The Pundit of Lahore was among the few who escaped from the destruction he had himself excited. Pursued by a Spanish soldier, he had fled towards the shore, and, acquainted with all the windings of the rocks, their deep recesses and defiles, he had eluded the vigilance of the Spaniard, and reached a cavern, which held out a prospect of temporary safety, till his strength should be sufficiently recruited to permit him to continue his flight towards a port, where some Bengal vessels were stationed, which might afford him concealment, and convey him to a distant part of India: as he approached the cavern, he looked round it cautiously, and by the light of the moon, with which it was illuminated, he perceived that it was already occupied—for kneeling on the earth, the Apostolic Nuncio of India, supported on his bosom the dying Priestess of Cashmire. The Pundit rushed forward; “Fear not,” he said, “be cheered, be comforted, all may yet go well: here we are safe for the present, and when we are able to proceed, some Bengalese merchantmen who lie at a little port at a short distance from hence, will give us conveyance to a settlement, where the power of Spain or of the Inquisition cannot reach us.”

The presence, the words of the Pundit were balm to the harassed spirits of the Missionary; a faint hope beamed on his sinking heart, and he urged him to procure some fresh water among the rocks, the only refreshment for the suffering Indian, which the desolate and savage place afforded. The Pundit, having sought for a large shell to contain the water, flew in search of it; and the Missionary remained gazing upon Luxima, who lay motionless in his arms. The presence of the Pundit suddenly recalled to his memory the first scene of his mission; and he again beheld in fancy the youthful priestess of mystic love, borne triumphantly along amidst an idolizing multitude; he cast his eyes upon the object that lay faint and speechless in his arms; and the brilliant vision of his memory faded away, nor left upon his imagination one trace of its former lustre or its beauty; for the image which succeeded, was such as the genius of Despair could only pourtray in its darkest mood of gloomy creation.

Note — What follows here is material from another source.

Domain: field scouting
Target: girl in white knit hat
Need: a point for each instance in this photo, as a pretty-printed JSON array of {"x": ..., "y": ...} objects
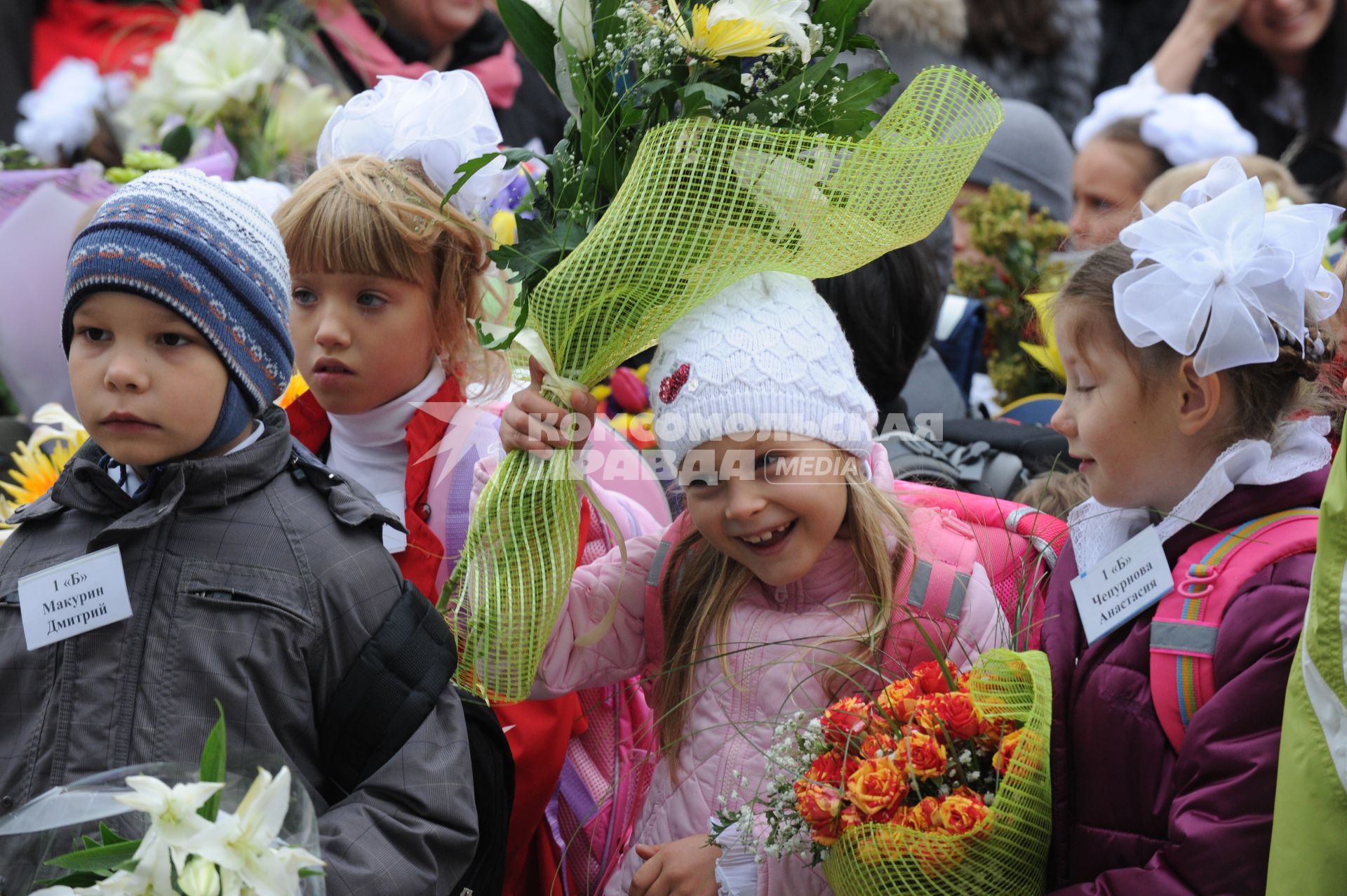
[{"x": 774, "y": 593}]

In a rude and lonesome cavern, faintly lighted up by the rays of the moon, and echoing to the moaning murmurs of the ocean’s tide, lay that Luxima, who once, like the delicious shade of her native region, seemed created only for bliss, and formed only for delight; those eyes, in whose glance the spirit of devotion, and the enthusiasm of tenderness, mingled their brilliancy and their softness, were now dim and beamless; and that bosom, where love lay enthroned beneath the vestal’s veil, was stained with the lifeblood which issued from its almost exhausted veins. Motionless, and breathing with difficulty, and with pain, she lay in his arms, with no faculty but that of suffering, with no sensibility but that of pain:—he had found her like a remote and brilliant planet, shining in lone and distant glory, illuminating, by her rays, a sphere of harmony and peace; but she had for him deserted her orbit, and her light was now nearly extinguished for ever.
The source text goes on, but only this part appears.